Alternatively, of course, you could just be a street alcoholic.

AGE 39
What Amigo Thinks You're Doing:
LOOKING AT PROPERTY TO LET
What You're Really Doing:
By now you do actually have some children, and they provide a sense of comfort for you. For the mothers, a yearning for total and unconditional love has been achieved. For the fathers, a final project that some sense of pride can be eked from. There's a light at the end of that tunnel, though. There's a sense of freedom that comes with a lack of expectation. All you have to do is make sure your children are all right and don't go a bit "We Need To Talk About Kevin." You sit in your small garden and watch your sprogs on the trampoline, a gin and tonic—plastic cup—in hand, and you finally allow a smile to creep across your face.

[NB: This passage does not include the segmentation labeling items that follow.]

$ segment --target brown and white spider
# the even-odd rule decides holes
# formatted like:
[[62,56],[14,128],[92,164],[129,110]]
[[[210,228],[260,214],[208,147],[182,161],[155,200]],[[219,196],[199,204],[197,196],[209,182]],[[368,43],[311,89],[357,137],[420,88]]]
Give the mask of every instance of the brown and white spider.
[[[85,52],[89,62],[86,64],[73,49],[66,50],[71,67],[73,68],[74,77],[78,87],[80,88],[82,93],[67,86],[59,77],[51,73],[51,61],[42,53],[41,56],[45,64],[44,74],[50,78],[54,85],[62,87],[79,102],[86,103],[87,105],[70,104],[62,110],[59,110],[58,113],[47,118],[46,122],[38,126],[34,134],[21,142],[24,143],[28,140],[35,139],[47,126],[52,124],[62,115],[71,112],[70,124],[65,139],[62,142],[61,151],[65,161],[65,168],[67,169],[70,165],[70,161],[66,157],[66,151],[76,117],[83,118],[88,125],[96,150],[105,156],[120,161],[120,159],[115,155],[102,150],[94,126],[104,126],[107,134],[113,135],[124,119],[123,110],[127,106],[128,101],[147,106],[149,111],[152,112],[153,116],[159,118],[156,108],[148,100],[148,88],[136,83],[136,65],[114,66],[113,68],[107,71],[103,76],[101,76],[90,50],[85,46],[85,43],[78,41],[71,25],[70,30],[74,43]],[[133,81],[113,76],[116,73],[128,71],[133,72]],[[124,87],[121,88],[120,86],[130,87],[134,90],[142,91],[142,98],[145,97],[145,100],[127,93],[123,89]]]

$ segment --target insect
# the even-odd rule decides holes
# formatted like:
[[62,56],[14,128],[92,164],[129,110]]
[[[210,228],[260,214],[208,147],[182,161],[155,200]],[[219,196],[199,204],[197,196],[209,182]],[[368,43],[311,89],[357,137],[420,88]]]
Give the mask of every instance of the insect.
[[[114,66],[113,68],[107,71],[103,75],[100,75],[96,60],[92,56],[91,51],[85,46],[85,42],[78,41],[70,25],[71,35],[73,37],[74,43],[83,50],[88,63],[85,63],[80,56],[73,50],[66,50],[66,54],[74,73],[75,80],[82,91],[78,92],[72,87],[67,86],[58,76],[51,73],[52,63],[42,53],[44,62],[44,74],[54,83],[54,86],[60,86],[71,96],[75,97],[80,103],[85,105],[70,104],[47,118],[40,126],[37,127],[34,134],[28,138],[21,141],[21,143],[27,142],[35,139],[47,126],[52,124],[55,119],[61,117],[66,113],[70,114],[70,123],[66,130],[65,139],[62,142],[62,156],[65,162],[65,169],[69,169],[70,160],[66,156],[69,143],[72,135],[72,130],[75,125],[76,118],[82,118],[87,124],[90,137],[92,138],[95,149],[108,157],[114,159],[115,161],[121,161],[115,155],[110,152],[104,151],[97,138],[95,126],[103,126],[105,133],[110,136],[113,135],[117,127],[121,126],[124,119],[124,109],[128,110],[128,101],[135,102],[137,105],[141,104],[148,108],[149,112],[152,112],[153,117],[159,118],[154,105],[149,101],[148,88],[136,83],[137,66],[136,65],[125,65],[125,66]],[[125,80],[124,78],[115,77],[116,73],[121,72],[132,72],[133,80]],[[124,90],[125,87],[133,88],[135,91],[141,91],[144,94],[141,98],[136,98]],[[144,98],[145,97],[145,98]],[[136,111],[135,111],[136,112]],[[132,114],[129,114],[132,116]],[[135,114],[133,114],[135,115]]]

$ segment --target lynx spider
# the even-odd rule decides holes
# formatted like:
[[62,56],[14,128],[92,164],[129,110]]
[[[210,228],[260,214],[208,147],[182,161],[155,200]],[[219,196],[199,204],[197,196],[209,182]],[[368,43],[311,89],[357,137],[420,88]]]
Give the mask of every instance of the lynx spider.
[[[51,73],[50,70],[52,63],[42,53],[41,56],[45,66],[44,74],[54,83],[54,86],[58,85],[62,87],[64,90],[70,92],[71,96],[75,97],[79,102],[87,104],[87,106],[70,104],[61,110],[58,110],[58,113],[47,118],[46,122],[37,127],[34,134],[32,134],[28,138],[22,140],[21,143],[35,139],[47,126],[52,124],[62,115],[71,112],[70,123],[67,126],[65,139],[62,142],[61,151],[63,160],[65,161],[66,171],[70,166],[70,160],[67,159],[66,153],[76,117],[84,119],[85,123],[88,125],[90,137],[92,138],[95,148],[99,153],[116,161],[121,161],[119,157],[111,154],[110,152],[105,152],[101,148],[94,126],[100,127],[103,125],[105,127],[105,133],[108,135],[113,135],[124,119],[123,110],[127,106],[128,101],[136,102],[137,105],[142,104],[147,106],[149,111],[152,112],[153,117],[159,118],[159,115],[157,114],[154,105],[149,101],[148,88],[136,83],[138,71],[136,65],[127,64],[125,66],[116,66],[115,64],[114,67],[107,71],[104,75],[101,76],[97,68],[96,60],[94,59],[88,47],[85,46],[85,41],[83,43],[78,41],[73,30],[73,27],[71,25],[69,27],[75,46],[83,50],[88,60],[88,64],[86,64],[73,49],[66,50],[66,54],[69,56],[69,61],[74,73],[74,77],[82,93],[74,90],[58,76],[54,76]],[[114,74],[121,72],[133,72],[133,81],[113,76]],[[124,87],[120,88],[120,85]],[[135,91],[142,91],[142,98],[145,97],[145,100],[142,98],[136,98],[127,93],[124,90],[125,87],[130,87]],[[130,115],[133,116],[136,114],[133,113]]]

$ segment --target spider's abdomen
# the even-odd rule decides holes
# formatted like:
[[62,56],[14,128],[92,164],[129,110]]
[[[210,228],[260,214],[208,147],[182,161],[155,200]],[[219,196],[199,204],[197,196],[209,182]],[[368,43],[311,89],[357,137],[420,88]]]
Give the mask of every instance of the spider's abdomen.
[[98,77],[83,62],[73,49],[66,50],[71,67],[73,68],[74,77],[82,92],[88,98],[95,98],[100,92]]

(Amigo hasn't got a guideline for the ages of 40-59, but to be honest, if you haven't worked it out by now you're in a lot of trouble.)

AGE 60
What Amigo Thinks You're Doing:
RETIRING
What You're Really Doing:
Now you see your own children experiencing the discontent of a western lifestyle and it pleases you to know that you have a kindred spirit in them. If only they were around when you were their age, you'd be the best of friends. Being 60 is great, you can have creepy Facebook profile pictures and people think it's totally normal. A photo of a bizarre old-timey marionette from a postwar kid's show, or a weird selfie taken from under the chin, unsmiling, like the sepia photos of American frontiersmen. Maybe you're a cool 60-year-old; being cool in the post office, being cool in the Barnes & Noble, being cool in the Starbucks. Kindly, glassy eyed, sweet. Now is your time to shine, grab it with both hands before your arteries pack in and your feet stop working.